Everyone else in the restaurant took one look at the waiter as he held his busted, bleeding nose and they all shook their heads almost in unison.
“Good,” Slade said. “Now if you’ll kindly excuse us . . .”
Slade proceeded to push Lisa out of the restaurant and through the hole that once was the front door as he kept poking her in the back with his rifle—that she knew was unloaded along with his gun—as he followed closely behind her.
“Where’s your car?” he asked her once they were outside the restaurant, his tone noticeably more frantic than before.
“What?” she asked, still visibly shaken by everything that was occurring.
“I said where’s your fuckin’ car!”
She pointed her trembling finger to where her car was parked.
Slade nodded and said, “All right, let’s go!”
Slade then followed Lisa to her car and got in with her. Lisa hesitated before getting out her keys and starting the motor, a fact that clearly annoyed the impatient Slade as he pointed his gun at the wheel and said, “Start her up!”
Lisa did as he said and reached inside her purse and took out her car keys. She inserted the key into the ignition and started her car. As she put the car in drive and started to drive off, she said to Slade without looking at him, “Where are we going?”
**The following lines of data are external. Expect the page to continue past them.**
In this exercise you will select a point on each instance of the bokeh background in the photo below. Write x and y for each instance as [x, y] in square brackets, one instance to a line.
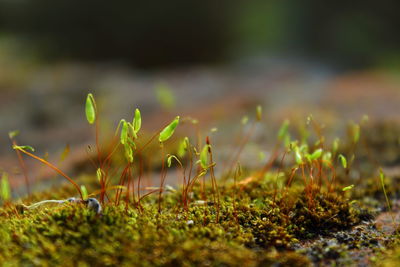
[338, 60]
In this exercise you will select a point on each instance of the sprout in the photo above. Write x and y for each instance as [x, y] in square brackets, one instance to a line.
[183, 147]
[315, 155]
[169, 160]
[168, 131]
[335, 145]
[137, 121]
[65, 152]
[327, 157]
[245, 120]
[343, 161]
[283, 131]
[259, 113]
[84, 192]
[124, 132]
[128, 153]
[24, 148]
[299, 159]
[261, 156]
[203, 157]
[5, 187]
[90, 109]
[347, 188]
[13, 134]
[99, 174]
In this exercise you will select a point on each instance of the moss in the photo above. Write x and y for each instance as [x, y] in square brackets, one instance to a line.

Slade glanced around as if he were looking for someone (maybe the cops, Lisa thought to herself as both she and Slade heard the police sirens approaching from the not-so-far-off distance) and then said tersely to her, “I’ll let you know.” He pointed the rifle at her again and added, “Now drive!”
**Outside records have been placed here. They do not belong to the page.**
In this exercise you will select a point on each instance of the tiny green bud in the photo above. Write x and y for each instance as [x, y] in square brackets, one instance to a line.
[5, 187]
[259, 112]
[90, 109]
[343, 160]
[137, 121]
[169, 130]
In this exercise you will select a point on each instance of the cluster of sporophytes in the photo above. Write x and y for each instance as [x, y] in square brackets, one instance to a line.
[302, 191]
She did. They sped off down the road like a bat coming out of the fires of Hades itself. As they were driving, Slade looked around frantically for Francesca’s car (or so Lisa thought) as he kept pointing the rifle in Lisa’s general direction.
“You don’t have to keep waving that gun around at me,” Lisa said to Slade. “I know it’s not loaded.”
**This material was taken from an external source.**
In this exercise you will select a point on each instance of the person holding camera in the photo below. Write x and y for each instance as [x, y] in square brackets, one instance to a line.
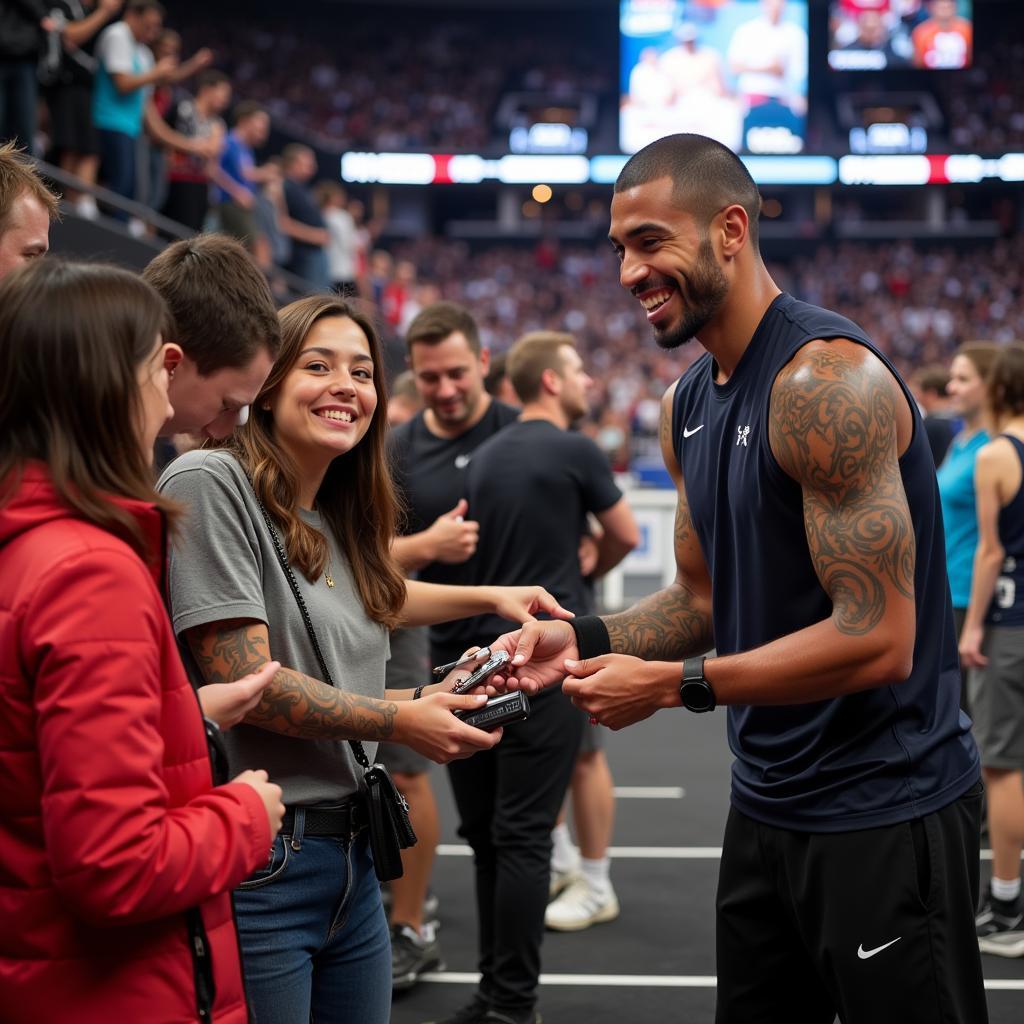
[288, 554]
[118, 853]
“Then why did you come along with me if you knew I was out of ammo?” Before Lisa could respond, Slade then added, “Ah, for the story, right?”
Lisa cocked an eye at him and exclaimed, “What do you mean by that?”
Slade cocked a sly grin out of the corner of his mouth. “You’re Lisa Atwell, aren’t you? The reporter who’s been writing all that crap-o-la about me in—oh, what is that bullshit rag you write for again?—The Inquisitor.”
Lisa was again at a loss for words. But she quickly regained her composure and snapped at him, “Well, first of all, it’s not a, as you call it, bullshit rag, and secondly, I can back up everything I’ve written about you. Lest you forget, I saw you in action tonight, remember?”
Slade snorted. “Well, I learned long ago that you can’t believe everything you read.” He paused and then added with a noticeable sneer, “Especially not in bullshit rags like The Inquisitor, y’know?”
Lisa had no witty comeback for that one. They drove in silence for a long time until they had driven on the outskirts of the city. That’s when Slade finally spoke up again.
“Stop here,” he told her.
“Why?” she asked, somewhat flabbergasted as it seemed they were out in the middle of nowhere.
“Just stop here!”
She pulled off to the side of the road and stopped where he said to stop.
“There’s nothing out here,” she protested. “Why would you want to stop here? I mean, I thought you were going after Francesca anyway.”
“Don’t worry your pretty little head about that,” he assured her. “I know exactly where Francesca is. Right now, I’m more concerned about you.”
She glared at him. “About me? Why’s that?”
Before she even knew what hit her, he struck her to the back of her head with a quick judo chop thereby knocking her unconscious. When she came to, she found herself in what appeared to be some kind of cave, but she couldn’t really tell since it was dark and she could hardly see three inches past her own feet. She tried to move, but she found her arms and hands had been tied together with rope. She thought maybe she could loosen her binds, but this Slade character sure knew how to tie a rope. Humph, Lisa thought rather angrily to herself, must’ve been a damned boy scout!